No lawyer here, but it seems to be a similar issue to the pretty well-developed law of Trespass. It's going to end up revolving around whether someone is "knowingly" usurping a connection, whether a reasonable person can assume that a particular connection is in the public domain, and whether the use is incidental or wanton. Either that or we become a police state.
The other aspect is that it's not clear who's potentially committing the crime. If I allow my neighbor to run a cable onto my property and tap a connection it's mainly the owner of the connection that's afoul of the current laws. Wifi is even murkier -- more like setting up a big tv visible from the neighbor's house or the street. Anyone in view with a universal remote bought at Wal-Mart can then watch whatever they want.
Some are old enough to remember the days when AT&T had a monopoly on phone service. It was against the law (felony, I think!) to hook up additional devices, e.g. answering machines or extensions, in your home without reporting them to Ma Bell and paying an extra fee. I remember my dad, MHRIP, conspiratorially wiring extensions and instructing the family what to do if the Phone Company called or paid a visit. Technically, you see, the additional devices had a non-zero "ringer equivalent" and thus "used" some additional Phone Company resources.
IMO, there's probably more to the St. Petersburg case then was reported so far that lends itself to prosecution.

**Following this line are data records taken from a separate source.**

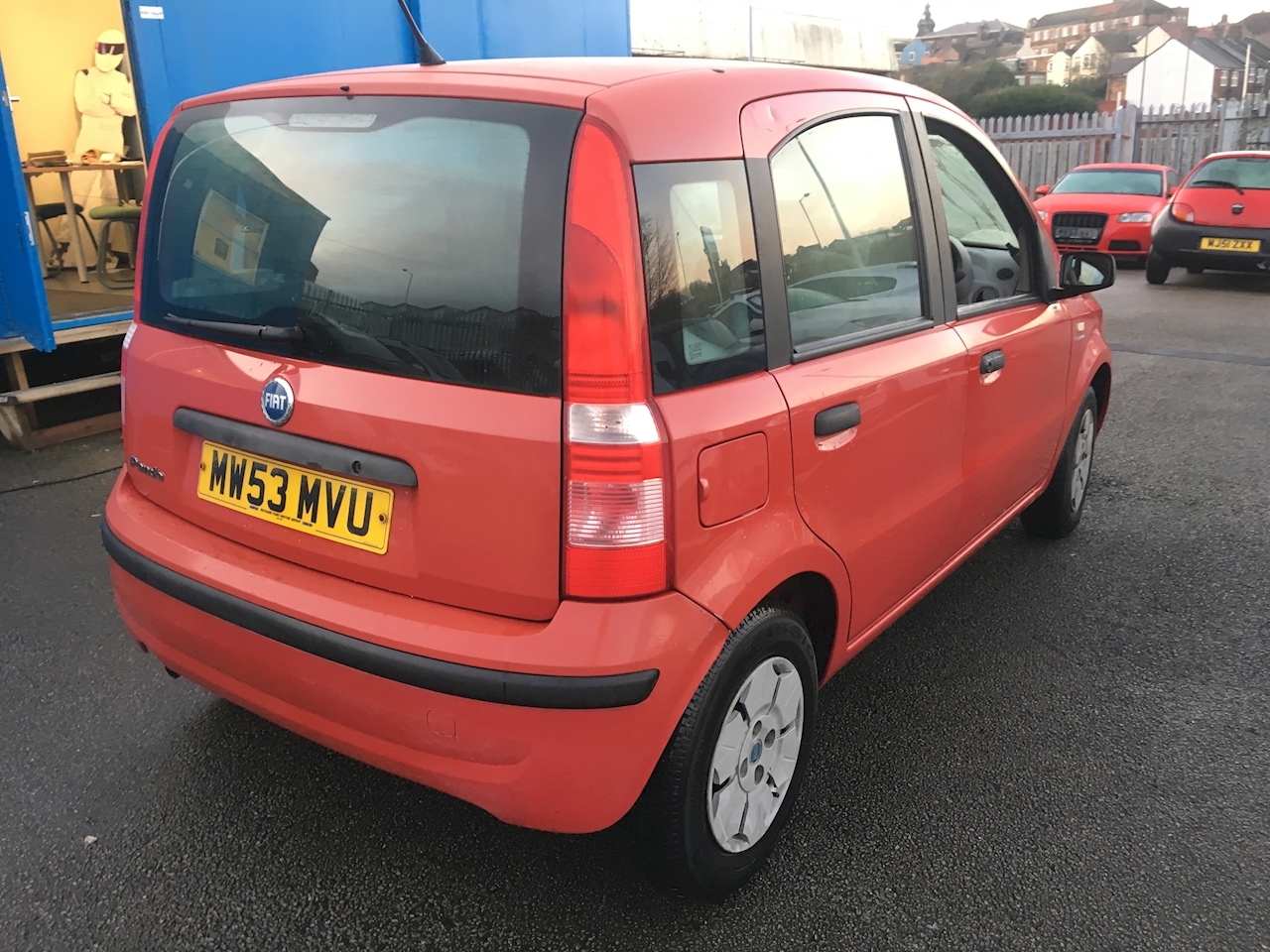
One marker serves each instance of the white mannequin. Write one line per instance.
(103, 96)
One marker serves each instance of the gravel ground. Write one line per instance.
(1065, 747)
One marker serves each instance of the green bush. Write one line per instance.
(961, 84)
(1032, 100)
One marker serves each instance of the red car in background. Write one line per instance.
(1106, 207)
(1218, 218)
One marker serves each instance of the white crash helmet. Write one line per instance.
(109, 50)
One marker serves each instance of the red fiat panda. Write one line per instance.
(548, 431)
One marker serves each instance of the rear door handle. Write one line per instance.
(992, 362)
(837, 419)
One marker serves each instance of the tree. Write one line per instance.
(1032, 100)
(961, 84)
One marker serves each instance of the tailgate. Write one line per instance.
(349, 343)
(480, 530)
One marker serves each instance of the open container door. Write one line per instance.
(23, 306)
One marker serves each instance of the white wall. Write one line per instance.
(786, 31)
(1170, 76)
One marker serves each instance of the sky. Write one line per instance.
(901, 18)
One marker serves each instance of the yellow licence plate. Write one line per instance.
(307, 500)
(1252, 245)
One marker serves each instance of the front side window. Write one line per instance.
(984, 220)
(705, 309)
(848, 235)
(412, 236)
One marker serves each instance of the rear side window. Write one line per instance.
(705, 309)
(847, 231)
(411, 236)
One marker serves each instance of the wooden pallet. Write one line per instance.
(18, 421)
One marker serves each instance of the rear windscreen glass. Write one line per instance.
(412, 236)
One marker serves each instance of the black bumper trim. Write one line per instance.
(515, 688)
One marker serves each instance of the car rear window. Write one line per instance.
(1111, 181)
(705, 309)
(1242, 172)
(414, 236)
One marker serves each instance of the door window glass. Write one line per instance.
(848, 238)
(989, 257)
(705, 309)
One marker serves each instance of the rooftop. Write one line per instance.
(973, 27)
(1083, 14)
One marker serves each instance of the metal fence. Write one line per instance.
(1042, 149)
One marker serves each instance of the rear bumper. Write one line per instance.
(553, 725)
(1178, 243)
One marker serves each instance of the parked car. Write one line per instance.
(460, 442)
(1106, 206)
(1218, 218)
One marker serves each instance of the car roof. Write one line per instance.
(662, 108)
(1236, 154)
(1137, 167)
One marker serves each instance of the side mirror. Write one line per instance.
(1080, 272)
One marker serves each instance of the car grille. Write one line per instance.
(1079, 227)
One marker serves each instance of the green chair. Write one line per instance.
(46, 212)
(109, 214)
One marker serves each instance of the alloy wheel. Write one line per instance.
(756, 754)
(1083, 451)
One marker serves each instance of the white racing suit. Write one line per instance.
(103, 98)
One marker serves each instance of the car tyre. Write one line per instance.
(694, 825)
(1057, 512)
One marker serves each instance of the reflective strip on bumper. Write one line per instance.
(516, 688)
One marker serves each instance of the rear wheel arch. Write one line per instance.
(811, 595)
(1101, 384)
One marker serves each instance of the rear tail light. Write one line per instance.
(615, 453)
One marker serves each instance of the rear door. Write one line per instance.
(350, 343)
(23, 304)
(874, 380)
(1017, 347)
(1230, 191)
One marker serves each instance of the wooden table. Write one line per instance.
(64, 173)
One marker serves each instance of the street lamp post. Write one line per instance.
(811, 223)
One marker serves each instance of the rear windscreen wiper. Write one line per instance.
(1216, 182)
(262, 331)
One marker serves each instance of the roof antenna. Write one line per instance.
(427, 55)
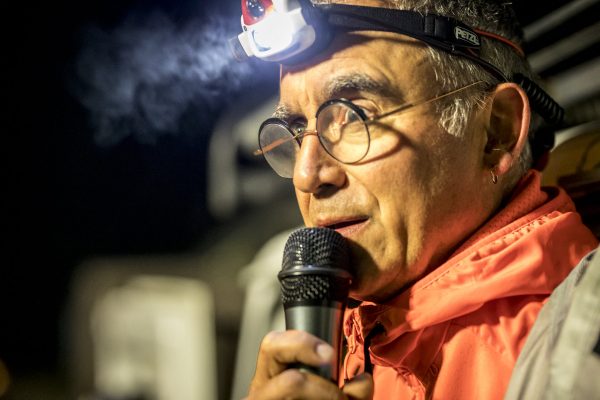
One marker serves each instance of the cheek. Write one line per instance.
(303, 200)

In almost all cases chaser use of a wifi connection is incidental and far under any possible Federal radar. They're also generally business or public connections, rather than residential, and the law of Trespass works differently for them. For example, if I walk into a Burger King, set up my tripod and start to take pictures, the manager can tell me to stop or leave. If I don't, then it's Trespass. On the other hand, if I walk onto the patio of a stranger's house and do the very same thing, it's Trespass then-and-there because I didn't have any business to be there, and a reasonable person knows that.